La terza edizione del manuale, che si pubblica a soli quattro anni dall’uscita della seconda, si è resa necessaria perché, oltre alla consueta evoluzione della prassi applicativa e giurisprudenziale, negli ultimi anni il diritto antitrust ha conosciuto un momento di profonda crisi e rinnovamento...
La terza edizione del manuale, che si pubblica a soli quattro anni dall’uscita della seconda, si è resa necessaria perché, oltre alla consueta evoluzione della prassi applicativa e giurisprudenziale, negli ultimi anni il diritto antitrust ha conosciuto un momento di profonda crisi e rinnovamento, che ha interessato non solo la sua applicazione in concreto, ma i suoi obiettivi, strumenti, e ruolo nell’ambito delle politiche pubbliche di intervento nell’economia. Vi è infatti chi ha visto nel diritto antitrust o, meglio, nel modo e nei parametri tradizionalmente utilizzati per apprezzare le condotte delle imprese, uno dei fattori che ha contribuito alla crescita eccessiva del livello di concentrazione dei mercati, alla perdita di potere dei lavoratori della grande impresa, all’acuirsi delle disuguaglianze e del deficit democratico. Si è pertanto chiesta a gran voce una modifica radicale degli obiettivi del diritto della concorrenza, abbandonando l’approccio puramente efficientista per uno più attento a preservare la struttura competitiva dei mercati e a garantire un equo processo competitivo tra le imprese. In questo contesto è poi entrato di prepotenza il discorso sulla sostenibilità e la conseguente necessità di assicurare coerenza tra la tutela del gioco concorrenziale e l’obiettivo di giungere a un modello di società in grado di consumare e utilizzare le risorse disponibili senza compromettere la capacità delle generazioni future di soddisfare le proprie esigenze. Su un fronte diverso, o forse opposto, vi è poi chi ha inteso il (invero relativo) rigore con il quale il diritto della concorrenza è stato applicato, specie nel campo delle concentrazioni, come un sostanziale ostacolo al perseguimento delle politiche industriali da parte degli Stati e dell’Unione europea nel suo complesso, chiedendo pertanto un ridimensionamento dei poteri attribuiti alle autorità antitrust o, quantomeno, la possibilità per i governi di intervenire sulle decisioni antitrust per ragioni di interesse nazionale.

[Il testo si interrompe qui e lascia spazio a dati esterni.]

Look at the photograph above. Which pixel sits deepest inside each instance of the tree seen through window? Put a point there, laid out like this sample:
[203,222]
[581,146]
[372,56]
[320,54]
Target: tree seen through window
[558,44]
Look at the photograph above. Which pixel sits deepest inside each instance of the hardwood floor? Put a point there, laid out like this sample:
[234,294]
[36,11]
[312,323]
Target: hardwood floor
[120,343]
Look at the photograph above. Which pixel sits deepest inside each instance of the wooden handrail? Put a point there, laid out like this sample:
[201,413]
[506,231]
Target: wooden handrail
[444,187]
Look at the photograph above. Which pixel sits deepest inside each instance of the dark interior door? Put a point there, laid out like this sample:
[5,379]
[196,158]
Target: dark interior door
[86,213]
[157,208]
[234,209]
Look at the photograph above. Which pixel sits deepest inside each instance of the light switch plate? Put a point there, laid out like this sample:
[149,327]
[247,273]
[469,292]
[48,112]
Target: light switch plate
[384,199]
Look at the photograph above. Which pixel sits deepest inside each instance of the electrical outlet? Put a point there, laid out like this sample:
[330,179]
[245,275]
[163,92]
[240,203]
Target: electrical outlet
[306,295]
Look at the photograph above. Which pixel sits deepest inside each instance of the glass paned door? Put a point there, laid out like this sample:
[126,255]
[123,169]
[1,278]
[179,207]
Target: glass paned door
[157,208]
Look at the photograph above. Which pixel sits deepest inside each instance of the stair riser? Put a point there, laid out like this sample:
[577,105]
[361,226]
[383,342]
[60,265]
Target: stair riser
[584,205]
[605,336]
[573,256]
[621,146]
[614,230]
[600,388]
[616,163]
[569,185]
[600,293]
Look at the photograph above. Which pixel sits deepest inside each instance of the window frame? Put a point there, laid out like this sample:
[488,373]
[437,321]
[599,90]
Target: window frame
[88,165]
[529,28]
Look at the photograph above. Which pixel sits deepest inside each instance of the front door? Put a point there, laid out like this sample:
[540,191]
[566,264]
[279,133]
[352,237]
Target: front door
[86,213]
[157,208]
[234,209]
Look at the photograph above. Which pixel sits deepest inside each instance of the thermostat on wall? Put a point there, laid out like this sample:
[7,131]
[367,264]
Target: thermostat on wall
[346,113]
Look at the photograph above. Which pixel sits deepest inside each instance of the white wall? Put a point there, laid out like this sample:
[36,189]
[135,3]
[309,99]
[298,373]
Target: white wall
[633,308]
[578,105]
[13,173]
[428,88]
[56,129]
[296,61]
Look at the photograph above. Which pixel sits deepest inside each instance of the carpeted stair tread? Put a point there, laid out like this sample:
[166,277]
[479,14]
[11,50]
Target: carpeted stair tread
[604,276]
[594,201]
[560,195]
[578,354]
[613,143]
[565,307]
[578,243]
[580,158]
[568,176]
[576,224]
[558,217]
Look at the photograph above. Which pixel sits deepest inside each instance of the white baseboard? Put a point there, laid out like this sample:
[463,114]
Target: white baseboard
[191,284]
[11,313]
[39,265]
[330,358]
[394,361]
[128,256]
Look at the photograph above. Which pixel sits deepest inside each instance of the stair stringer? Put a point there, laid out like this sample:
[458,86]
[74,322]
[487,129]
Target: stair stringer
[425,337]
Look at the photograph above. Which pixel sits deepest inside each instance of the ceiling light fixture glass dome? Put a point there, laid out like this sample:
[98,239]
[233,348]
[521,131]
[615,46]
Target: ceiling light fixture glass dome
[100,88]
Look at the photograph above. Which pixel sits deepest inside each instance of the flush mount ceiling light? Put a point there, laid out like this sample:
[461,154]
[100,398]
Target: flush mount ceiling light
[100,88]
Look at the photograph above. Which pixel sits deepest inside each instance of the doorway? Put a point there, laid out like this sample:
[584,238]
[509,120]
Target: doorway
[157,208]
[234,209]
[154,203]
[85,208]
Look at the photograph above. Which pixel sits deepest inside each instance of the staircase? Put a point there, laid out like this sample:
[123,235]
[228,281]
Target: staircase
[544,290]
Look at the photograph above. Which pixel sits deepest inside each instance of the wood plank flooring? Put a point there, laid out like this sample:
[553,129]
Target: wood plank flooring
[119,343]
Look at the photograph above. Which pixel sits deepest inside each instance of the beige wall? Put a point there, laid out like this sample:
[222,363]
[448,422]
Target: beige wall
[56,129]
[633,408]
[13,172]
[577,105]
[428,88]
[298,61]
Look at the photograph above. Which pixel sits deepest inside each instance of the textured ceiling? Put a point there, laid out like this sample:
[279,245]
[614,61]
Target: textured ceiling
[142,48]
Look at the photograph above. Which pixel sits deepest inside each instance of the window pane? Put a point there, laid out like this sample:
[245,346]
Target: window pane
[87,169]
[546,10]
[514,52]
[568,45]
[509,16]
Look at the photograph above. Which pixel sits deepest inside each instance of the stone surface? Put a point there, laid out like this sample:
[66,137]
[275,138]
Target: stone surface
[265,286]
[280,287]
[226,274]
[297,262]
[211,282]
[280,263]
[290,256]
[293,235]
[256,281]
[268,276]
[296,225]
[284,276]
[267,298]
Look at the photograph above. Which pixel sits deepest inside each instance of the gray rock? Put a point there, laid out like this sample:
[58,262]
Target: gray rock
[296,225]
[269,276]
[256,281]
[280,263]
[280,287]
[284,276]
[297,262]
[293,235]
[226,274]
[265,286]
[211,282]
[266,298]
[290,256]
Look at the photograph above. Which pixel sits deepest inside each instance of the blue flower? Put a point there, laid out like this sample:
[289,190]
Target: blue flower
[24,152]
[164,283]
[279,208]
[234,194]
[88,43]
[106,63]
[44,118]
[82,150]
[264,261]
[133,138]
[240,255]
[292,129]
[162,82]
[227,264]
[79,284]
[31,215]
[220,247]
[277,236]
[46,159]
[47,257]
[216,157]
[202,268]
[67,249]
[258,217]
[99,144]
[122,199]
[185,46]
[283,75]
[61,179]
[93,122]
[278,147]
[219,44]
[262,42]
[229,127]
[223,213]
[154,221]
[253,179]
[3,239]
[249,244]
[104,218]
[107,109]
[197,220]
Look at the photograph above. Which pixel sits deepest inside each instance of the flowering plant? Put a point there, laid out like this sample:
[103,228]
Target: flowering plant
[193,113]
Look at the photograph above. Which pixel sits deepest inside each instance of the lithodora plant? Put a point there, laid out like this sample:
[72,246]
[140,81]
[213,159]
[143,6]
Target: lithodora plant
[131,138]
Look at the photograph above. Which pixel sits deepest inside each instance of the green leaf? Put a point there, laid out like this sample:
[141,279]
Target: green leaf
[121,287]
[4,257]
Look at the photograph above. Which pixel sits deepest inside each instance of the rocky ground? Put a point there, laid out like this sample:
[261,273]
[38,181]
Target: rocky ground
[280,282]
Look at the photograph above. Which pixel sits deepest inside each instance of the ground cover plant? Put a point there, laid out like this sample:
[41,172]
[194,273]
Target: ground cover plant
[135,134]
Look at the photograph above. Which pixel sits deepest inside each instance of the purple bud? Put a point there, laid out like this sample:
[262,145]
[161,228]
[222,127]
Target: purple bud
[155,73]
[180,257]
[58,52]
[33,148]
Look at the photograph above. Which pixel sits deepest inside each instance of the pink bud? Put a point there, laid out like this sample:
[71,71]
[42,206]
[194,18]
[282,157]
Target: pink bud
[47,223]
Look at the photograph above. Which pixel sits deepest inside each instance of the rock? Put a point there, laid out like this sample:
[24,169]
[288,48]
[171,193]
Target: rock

Sino ad oggi, queste visioni non hanno più di tanto scalfito l’impianto generale del diritto della concorrenza, anche se, specialmente negli Stati Uniti, si è assistito ad un mutamento delle policies antitrust da parte delle autorità pubbliche di tutela della concorrenza (ma non ancora avallato dalla giurisprudenza), ora orientate ad un maggiore attivismo e ad una più decisa tutela della struttura concorrenziale dei mercati.

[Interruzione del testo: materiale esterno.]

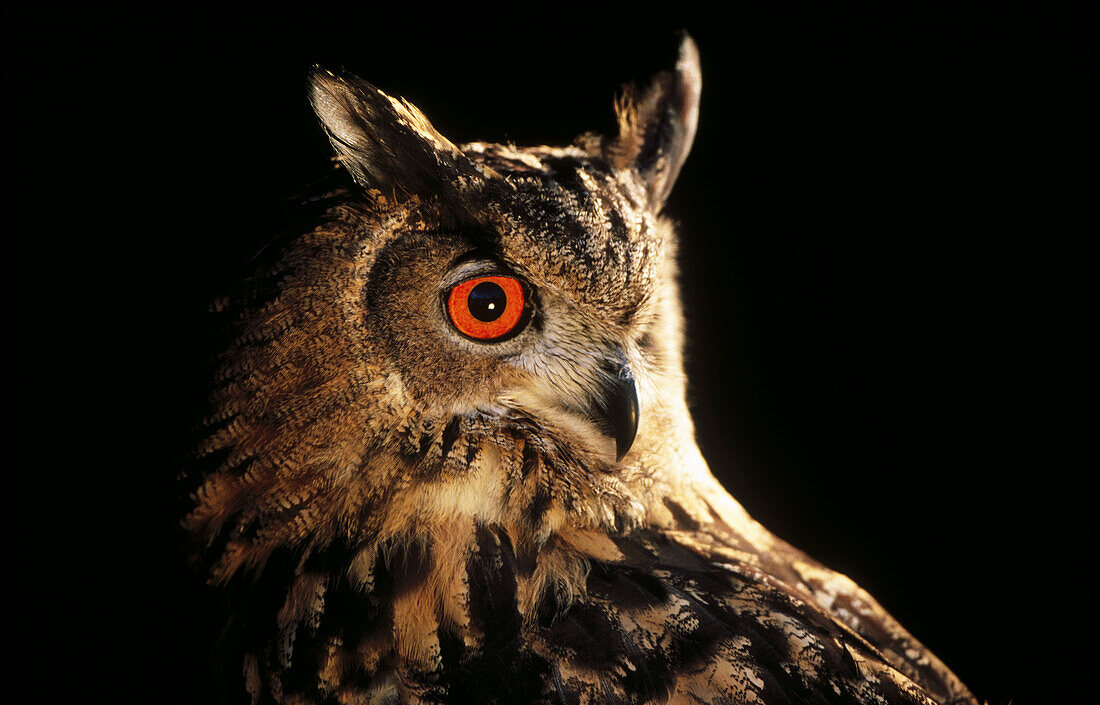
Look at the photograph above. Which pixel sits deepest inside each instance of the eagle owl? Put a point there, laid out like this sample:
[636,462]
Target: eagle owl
[453,461]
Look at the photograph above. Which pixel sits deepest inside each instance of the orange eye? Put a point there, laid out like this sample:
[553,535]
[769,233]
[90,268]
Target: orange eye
[486,308]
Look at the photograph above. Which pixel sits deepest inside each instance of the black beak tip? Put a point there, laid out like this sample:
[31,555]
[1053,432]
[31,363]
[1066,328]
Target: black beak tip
[622,406]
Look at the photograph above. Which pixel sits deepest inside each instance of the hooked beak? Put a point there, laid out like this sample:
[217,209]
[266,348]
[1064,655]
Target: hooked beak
[617,406]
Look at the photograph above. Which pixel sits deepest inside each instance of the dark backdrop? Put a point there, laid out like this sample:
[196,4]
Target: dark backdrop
[861,267]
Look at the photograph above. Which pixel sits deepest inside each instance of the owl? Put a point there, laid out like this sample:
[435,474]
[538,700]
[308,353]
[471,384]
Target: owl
[450,458]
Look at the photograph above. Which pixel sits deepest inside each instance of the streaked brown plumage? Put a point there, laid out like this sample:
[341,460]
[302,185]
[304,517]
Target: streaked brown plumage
[403,514]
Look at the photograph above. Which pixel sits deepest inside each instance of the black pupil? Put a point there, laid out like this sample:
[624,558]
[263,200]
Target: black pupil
[487,301]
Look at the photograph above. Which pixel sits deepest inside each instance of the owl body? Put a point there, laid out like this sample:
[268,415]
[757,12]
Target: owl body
[453,461]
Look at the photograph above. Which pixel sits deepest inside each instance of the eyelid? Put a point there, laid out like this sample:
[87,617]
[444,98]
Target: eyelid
[473,268]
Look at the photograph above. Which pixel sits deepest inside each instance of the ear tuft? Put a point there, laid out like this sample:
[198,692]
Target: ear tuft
[385,143]
[657,129]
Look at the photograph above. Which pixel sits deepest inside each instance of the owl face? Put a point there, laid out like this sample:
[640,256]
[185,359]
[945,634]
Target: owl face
[480,312]
[534,301]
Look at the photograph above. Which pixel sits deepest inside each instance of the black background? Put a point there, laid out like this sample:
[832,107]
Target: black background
[871,233]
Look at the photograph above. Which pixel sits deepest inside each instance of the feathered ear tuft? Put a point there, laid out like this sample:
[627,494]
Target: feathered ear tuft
[385,143]
[657,128]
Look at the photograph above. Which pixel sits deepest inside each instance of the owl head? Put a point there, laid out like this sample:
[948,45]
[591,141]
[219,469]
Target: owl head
[474,332]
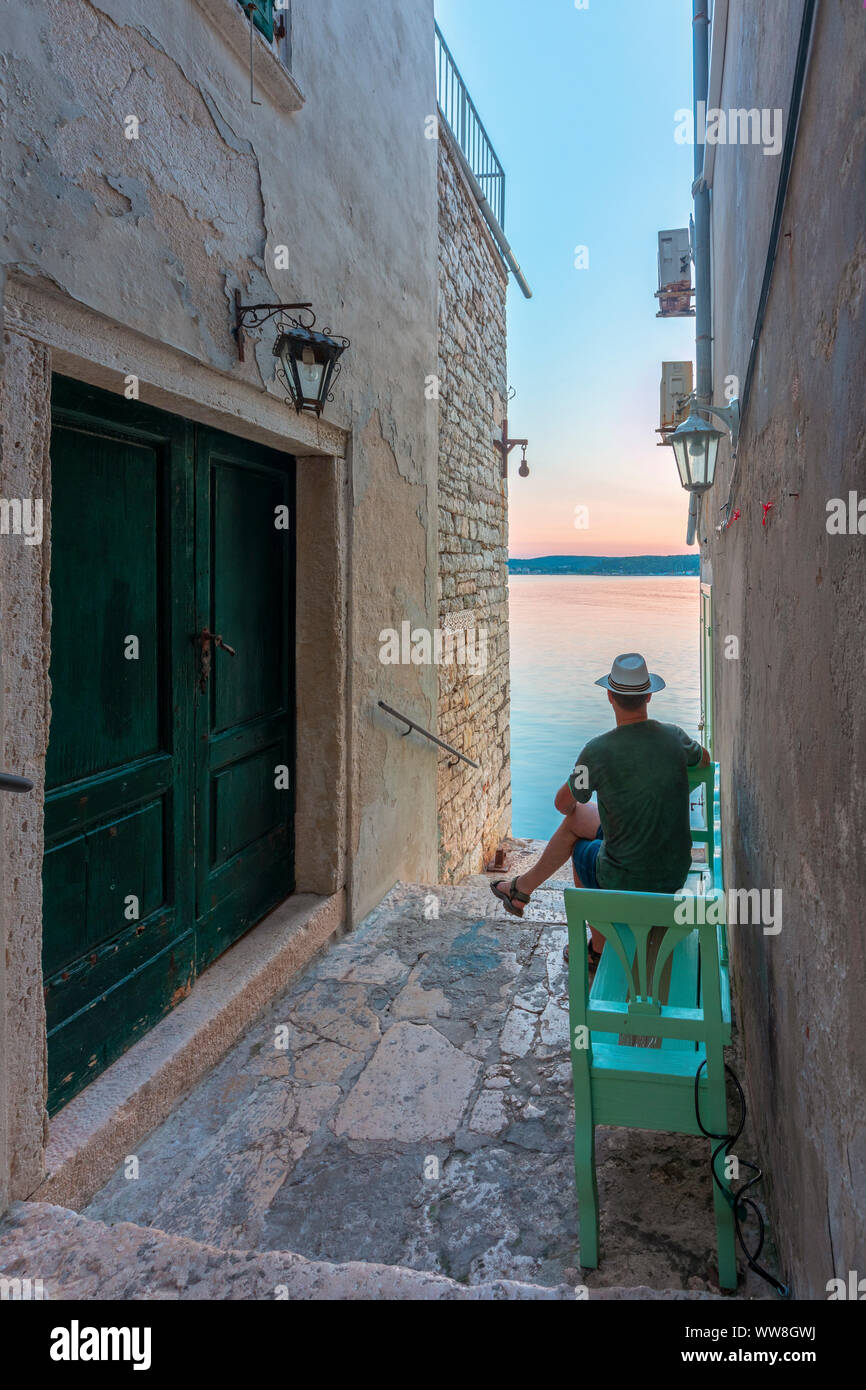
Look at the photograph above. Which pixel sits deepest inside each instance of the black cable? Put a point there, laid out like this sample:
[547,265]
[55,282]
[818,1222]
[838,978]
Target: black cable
[781,195]
[738,1204]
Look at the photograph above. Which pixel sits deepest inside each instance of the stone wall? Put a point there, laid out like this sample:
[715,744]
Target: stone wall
[474,806]
[791,709]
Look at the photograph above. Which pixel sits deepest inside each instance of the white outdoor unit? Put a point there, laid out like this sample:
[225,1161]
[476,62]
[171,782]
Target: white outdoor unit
[676,388]
[674,274]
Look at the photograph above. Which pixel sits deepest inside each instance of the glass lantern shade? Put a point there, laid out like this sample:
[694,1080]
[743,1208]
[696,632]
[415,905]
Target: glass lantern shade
[309,362]
[695,446]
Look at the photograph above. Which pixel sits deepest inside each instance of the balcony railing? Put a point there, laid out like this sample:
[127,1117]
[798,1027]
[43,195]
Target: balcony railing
[467,128]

In questo breve arco temporale, sono state inoltre ampiamente riscritte le regole del gioco, sia in Europa, sia nel nostro Paese. Basti pensare, per quanto attiene all’Unione Europea, alle nuove comunicazioni in materia di intese orizzontali e verticali, che per un verso incorporano nell’analisi antitrust gli obiettivi in termini di sostenibilità e, per altro verso, attestano come ormai nelle relazioni verticali i principali problemi e restrizioni concorrenziali si siano trasferiti dal mondo fisico a quello delle piattaforme digitali. E, sempre da quest’ultimo punto di vista, ossia quello delle grandi piattaforme e operatori internet, si è assistito di recente ad un ulteriore grande mutamento. L’incapacità di contenere il potere di mercato attraverso le usuali disposizioni antitrust ha infatti indotto la Commissione europea ad adottare un approccio regolatorio ex ante, che è sfociato nell’emanazione del Digital Markets Act, il quale ad oggi riguarda le condotte delle sei principali piattaforme online.